Die Schulsozialarbeit in Grundschulen bedürfe einer anderen Herangehensweise als in den weiterführenden Lehranstalten. „Es geht dabei mehr um verdeckte Kommunikation und spielerische Herangehensweisen. Und genau das ist planungs- und zeitintensiv“, erklärt Bohmann. Durch die begrenzte Stundenzahl seien auch die Möglichkeiten der Schulsozialarbeit eingeschränkt. „Aber ich bin froh, dass wir mittlerweile alle Grundschulen abdecken“, sagt Bohmann. Seit 2012 geht es den Schulsozialarbeiterinnen der Grundschulen in Pinneberg darum, Ängste abzubauen und den Kindern Angebote wie denen im GSH zu vermitteln. Aber auch Elternarbeit, Prävention und Intervention bei Krisen und Konflikten sowie Beratung gehören zu ihrem Job. Nicht zuletzt sind die Schulsozialarbeiterinnen Vermittlungsstelle zwischen Schule und Jugendhilfe.

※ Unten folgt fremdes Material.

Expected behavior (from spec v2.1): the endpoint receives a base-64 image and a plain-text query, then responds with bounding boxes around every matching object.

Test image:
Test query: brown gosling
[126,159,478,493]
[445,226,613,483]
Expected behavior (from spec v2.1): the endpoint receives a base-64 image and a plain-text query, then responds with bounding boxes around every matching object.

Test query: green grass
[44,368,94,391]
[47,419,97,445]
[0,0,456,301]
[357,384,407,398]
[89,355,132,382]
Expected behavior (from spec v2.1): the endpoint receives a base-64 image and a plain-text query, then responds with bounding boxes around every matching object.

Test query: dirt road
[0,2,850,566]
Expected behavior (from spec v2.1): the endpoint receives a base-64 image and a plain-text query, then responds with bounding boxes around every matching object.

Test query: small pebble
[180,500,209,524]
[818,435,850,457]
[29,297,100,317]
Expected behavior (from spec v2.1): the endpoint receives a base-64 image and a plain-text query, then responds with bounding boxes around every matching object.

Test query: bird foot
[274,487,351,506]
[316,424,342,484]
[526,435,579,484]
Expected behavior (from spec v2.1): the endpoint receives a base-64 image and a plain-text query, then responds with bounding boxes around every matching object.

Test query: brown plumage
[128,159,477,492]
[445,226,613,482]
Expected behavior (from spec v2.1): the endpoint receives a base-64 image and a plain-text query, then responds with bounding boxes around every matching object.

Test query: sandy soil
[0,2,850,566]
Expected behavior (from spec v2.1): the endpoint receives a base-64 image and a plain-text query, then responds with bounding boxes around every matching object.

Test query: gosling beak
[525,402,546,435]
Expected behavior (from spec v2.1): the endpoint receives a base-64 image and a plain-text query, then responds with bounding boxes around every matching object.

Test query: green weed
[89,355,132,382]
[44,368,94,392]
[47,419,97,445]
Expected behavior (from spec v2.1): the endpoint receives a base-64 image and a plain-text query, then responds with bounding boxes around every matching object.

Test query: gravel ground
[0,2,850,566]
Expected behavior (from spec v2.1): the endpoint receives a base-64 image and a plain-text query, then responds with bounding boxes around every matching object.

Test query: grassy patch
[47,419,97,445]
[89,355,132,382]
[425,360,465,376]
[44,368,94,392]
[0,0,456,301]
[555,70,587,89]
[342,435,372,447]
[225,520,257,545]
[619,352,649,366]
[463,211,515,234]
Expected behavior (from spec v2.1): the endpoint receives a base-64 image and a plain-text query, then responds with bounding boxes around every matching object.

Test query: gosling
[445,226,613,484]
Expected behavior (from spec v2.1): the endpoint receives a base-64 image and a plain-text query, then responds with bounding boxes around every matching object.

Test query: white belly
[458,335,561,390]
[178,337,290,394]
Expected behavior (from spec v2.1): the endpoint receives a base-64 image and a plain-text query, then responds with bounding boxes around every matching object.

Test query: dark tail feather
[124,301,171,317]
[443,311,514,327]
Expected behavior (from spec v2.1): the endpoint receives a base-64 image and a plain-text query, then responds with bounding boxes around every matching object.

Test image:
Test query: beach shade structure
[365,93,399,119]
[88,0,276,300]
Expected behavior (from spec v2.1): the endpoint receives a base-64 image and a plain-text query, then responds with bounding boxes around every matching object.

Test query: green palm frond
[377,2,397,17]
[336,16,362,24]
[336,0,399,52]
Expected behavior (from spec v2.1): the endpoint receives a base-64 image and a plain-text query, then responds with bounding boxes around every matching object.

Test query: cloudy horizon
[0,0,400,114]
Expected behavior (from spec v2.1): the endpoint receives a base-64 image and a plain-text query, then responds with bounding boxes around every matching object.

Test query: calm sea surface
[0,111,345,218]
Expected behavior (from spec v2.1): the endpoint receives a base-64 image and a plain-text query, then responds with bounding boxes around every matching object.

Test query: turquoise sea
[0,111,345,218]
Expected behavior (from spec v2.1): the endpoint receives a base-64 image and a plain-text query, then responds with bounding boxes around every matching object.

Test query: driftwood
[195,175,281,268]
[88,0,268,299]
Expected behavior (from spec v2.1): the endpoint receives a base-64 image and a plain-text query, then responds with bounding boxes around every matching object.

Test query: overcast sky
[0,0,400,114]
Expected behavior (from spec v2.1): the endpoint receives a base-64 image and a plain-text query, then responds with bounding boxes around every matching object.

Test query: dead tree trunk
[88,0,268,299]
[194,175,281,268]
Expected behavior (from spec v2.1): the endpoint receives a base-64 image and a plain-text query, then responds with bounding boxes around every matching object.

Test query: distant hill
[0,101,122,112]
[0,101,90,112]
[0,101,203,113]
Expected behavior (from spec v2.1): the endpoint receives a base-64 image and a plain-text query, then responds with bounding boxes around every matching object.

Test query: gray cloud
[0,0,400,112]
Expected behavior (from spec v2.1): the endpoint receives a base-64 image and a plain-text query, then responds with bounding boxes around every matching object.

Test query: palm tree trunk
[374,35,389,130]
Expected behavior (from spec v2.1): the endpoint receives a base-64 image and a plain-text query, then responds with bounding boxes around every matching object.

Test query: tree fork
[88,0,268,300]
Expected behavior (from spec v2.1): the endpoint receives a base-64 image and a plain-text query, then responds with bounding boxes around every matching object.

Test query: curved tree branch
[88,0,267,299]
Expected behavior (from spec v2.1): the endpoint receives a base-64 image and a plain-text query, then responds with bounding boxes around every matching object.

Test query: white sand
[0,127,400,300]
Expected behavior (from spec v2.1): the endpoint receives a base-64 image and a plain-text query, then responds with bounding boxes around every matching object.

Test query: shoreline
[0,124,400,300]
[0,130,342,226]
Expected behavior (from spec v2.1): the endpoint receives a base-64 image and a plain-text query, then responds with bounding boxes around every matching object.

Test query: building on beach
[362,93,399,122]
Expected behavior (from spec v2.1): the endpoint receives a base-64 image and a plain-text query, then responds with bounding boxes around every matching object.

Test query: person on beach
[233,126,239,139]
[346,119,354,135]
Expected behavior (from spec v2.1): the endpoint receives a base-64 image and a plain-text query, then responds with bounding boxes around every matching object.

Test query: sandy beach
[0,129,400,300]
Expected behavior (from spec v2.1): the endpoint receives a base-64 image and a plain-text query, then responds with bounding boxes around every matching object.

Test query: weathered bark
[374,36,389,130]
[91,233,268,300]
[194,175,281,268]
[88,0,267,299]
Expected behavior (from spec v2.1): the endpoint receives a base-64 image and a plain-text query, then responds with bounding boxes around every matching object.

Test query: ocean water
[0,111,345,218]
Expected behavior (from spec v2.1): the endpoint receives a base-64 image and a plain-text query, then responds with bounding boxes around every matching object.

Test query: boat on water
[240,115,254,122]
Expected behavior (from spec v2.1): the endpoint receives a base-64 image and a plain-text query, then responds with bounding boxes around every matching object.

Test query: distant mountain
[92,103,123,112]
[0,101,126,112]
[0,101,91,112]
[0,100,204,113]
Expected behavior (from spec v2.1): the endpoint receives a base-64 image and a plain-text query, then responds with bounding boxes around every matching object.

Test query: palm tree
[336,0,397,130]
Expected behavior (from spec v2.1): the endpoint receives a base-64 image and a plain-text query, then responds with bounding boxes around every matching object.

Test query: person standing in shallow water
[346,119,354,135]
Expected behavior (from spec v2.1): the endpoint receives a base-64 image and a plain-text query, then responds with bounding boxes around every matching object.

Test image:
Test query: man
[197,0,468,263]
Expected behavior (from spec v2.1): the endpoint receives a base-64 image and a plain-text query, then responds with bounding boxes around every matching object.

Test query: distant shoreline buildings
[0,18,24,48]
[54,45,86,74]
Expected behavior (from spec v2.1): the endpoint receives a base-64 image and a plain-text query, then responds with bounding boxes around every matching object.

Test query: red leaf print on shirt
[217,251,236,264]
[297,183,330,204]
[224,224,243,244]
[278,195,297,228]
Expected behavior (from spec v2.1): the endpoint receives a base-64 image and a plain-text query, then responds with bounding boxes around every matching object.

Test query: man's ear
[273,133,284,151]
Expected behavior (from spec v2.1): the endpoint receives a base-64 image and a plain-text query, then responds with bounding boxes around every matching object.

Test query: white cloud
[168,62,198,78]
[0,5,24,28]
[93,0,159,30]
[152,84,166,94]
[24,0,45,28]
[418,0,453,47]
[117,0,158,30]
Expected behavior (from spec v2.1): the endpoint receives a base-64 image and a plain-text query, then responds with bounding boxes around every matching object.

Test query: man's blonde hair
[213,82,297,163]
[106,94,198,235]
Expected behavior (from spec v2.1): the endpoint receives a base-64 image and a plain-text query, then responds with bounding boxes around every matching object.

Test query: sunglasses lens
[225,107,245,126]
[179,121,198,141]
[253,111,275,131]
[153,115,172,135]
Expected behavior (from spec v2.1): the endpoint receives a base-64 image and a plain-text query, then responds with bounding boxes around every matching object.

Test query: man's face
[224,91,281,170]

Noch wichtiger als den Ausbau der Arbeit an den Grundschulen erachtet Bohmann im Moment ein anderes Projekt: Seit 2016 gibt es zwei halbe Stellen für Schulsozialarbeit an der Theodor-Heuss-Schule und der Johannes-Brahms-Schule. „Wir möchten das Angebot an den Gymnasien gern verstetigen und werden uns dafür einsetzen“, gibt Bohmann einen Ausblick. Dort sei die Arbeit so wichtig, weil es immer mehr Schüler an den Gymnasien gebe und die Mädchen und Jungen gerade in der fünften und sechsten Klasse entlastet werden müssten. Manche müssten nochmal die Schule wechseln oder kämen nach der Grundschule noch nicht mit dem neuen Pensum zurecht.